Training subsystem 622 also includes document image training/verification data store 610 (a), which stores training and verification document images. Training algorithm 616 represents program instructions for performing training of form extraction network 200 in accordance with the training described herein. As shown in fig. 6a, training algorithm 616 receives training and validation document form images from training/validation data store 610 (a) and generates the best weights and biases, which are then stored in weight/bias data store 610 (b). As previously described, training may utilize a back-propagation algorithm and gradient descent or some other optimization method.

The test/inference subsystem also includes a test/inference algorithm 626 that utilizes the form extraction network 200 and the optimal weights/bias generated by the training subsystem 622. CPU/GPU 612 may then execute test/inference algorithm 626 based on the model architecture and the generated weights and biases previously described. In particular, test/inference subsystem 624 may receive test document image 614 using network 200, which may characterize classified document image 620 from test document image 614.

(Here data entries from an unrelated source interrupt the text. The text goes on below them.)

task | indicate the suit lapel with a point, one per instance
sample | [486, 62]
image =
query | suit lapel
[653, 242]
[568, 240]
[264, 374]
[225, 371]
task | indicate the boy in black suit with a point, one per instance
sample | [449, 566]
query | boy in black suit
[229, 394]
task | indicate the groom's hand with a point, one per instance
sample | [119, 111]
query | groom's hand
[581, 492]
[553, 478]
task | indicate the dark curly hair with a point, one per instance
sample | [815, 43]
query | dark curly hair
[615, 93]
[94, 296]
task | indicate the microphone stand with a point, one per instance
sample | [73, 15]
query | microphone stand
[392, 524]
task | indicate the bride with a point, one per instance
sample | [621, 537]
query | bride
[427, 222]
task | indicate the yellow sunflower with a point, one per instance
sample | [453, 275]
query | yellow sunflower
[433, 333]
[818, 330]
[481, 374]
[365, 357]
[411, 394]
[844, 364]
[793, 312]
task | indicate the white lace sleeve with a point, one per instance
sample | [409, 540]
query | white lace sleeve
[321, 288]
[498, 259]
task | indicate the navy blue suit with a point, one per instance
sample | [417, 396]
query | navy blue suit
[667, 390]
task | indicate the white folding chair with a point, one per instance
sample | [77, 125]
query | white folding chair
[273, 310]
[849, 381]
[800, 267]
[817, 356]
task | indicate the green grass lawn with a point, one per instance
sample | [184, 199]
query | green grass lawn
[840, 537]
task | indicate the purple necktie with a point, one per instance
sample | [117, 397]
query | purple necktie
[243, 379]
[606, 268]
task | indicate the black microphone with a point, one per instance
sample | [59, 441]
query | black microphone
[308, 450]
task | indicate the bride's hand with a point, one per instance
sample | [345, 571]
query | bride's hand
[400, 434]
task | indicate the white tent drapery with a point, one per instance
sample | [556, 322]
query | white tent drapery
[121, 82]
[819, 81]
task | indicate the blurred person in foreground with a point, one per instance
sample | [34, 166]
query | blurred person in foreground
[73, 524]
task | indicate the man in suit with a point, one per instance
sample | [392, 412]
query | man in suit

FIG. 6b illustrates an example integration of the document extraction network 200 into a network environment according to one embodiment of this disclosure. As shown in fig. 6b, computing device 600 may be collocated (colocate) in a cloud environment, a data center, a local area network ("LAN"), or the like. The structure of computing device 600 of fig. 6b is the same as the example embodiment described with respect to fig. 6 a. In this case, for example, computing device 600 may be a server or a cluster of servers. As shown in fig. 6b, client 600 interacts with computing device 600 via network 632. In particular, the client 630 may make requests and receive responses via API calls received at the API server 628, which are transmitted via the network 632 and the network interface 626. It is understood that the network 632 may comprise any type of public or private network, including the Internet or a LAN.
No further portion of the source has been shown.